Speaking to Marketing Week, Chris Carroll, global marketing director for Under Armour EMEA, says customer experience is a key focus for the business because it needs to leverage its premium credentials to a wider audience.
He adds: “All the products we make are designed to make the athlete better, but we can’t rely on traditional channels and partnerships only to get this message across. is not just about introducing new product colours and [ranges] for us, we need premium retail environments and experiences to tell these stories in an engaging way.”

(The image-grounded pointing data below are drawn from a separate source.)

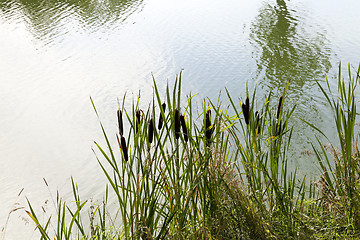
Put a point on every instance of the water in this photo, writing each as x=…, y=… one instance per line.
x=55, y=54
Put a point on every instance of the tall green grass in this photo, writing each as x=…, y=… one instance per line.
x=217, y=173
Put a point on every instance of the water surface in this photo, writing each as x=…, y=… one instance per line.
x=55, y=54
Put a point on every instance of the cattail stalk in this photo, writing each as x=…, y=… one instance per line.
x=279, y=107
x=138, y=116
x=208, y=130
x=120, y=122
x=177, y=123
x=246, y=110
x=163, y=106
x=124, y=148
x=151, y=130
x=183, y=126
x=257, y=122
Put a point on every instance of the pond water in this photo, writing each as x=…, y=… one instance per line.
x=55, y=54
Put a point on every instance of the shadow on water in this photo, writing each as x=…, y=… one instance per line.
x=288, y=46
x=46, y=18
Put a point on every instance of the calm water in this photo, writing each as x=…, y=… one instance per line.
x=55, y=54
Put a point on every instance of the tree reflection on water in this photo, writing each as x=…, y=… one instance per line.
x=47, y=18
x=284, y=48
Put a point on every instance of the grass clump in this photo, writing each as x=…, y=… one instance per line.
x=219, y=173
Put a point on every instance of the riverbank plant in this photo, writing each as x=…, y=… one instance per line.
x=177, y=172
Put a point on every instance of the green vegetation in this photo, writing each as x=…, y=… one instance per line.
x=221, y=173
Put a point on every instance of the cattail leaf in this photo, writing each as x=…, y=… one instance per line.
x=183, y=126
x=177, y=123
x=163, y=106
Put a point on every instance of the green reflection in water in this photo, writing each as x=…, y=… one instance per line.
x=289, y=46
x=286, y=48
x=47, y=18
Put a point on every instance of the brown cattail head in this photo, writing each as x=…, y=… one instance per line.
x=257, y=122
x=163, y=106
x=278, y=128
x=121, y=128
x=279, y=107
x=177, y=123
x=124, y=148
x=183, y=126
x=208, y=130
x=138, y=116
x=246, y=110
x=151, y=130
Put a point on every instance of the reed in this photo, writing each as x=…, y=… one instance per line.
x=215, y=175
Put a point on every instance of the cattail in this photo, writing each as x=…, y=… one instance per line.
x=177, y=123
x=124, y=148
x=246, y=110
x=279, y=107
x=138, y=115
x=257, y=121
x=151, y=130
x=121, y=128
x=163, y=106
x=208, y=131
x=183, y=126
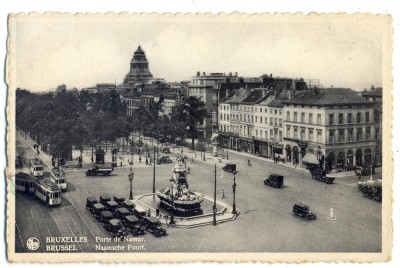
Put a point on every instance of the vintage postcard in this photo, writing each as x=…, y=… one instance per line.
x=177, y=138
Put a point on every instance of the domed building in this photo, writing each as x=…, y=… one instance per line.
x=139, y=73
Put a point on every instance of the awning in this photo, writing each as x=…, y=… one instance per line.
x=214, y=136
x=311, y=159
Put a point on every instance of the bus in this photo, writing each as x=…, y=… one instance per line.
x=48, y=192
x=57, y=177
x=24, y=183
x=36, y=167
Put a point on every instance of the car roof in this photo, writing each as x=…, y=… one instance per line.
x=107, y=214
x=132, y=218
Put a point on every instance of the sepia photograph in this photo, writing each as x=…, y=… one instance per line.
x=229, y=137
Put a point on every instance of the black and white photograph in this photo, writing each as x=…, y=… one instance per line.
x=229, y=137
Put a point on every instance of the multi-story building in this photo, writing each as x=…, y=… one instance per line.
x=202, y=86
x=336, y=122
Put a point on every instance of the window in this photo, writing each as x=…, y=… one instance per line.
x=350, y=134
x=303, y=134
x=319, y=136
x=359, y=134
x=341, y=135
x=349, y=118
x=331, y=119
x=340, y=119
x=368, y=133
x=331, y=136
x=358, y=117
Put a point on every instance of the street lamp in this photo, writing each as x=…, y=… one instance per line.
x=172, y=182
x=130, y=177
x=234, y=191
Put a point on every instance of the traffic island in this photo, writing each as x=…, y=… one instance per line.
x=224, y=212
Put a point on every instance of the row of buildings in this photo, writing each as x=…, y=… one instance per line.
x=292, y=120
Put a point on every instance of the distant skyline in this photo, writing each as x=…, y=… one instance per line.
x=83, y=51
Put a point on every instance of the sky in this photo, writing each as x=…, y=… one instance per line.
x=81, y=51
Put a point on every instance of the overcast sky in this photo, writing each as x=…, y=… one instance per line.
x=82, y=51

The brand is also revamping its ecommerce offering as part of its retail drive with the introduction of a social element that Carroll says will “ignite conversation among athletes” searching for its products online. It plans to grow its direct-to-consumer base as a percentage of its European revenues from 20 per cent to 30 per cent by the end of the year.
The strategy is part of the brand’s seasonal Spring/Summer marketing campaign and marks the latest phase of its bid to disrupt the dominance Nike and Adidas have over the sportswear market. The campaign will promote Under Armour’s Combine Training men’s apparel alongside its StudioLux Noir women’s range.
Under Armour launched a major push to target women through its marketing in the US last year and the business says it will “cascade” the approach across all its European markets over the next 12 months.
Unlike Nike, Under Armour is a domestic brand. While widely distributed abroad, sales outside North America currently account for about 6 per cent of total sales. Last year, the business reported a 24 per cent rise in global revenues for the three months to 31 October, its twelfth consecutive quarter of revenue growth in excess of 20 per cent.
Carroll adds: “We feel that it’s time to tell our story in Europe, because we’ve built awareness and authenticity as a sports brand on the field. What we need to do now is talk more directly to global consumers and we feel that having a strong brand experience at retail level is the quickest and most effective way to do that.”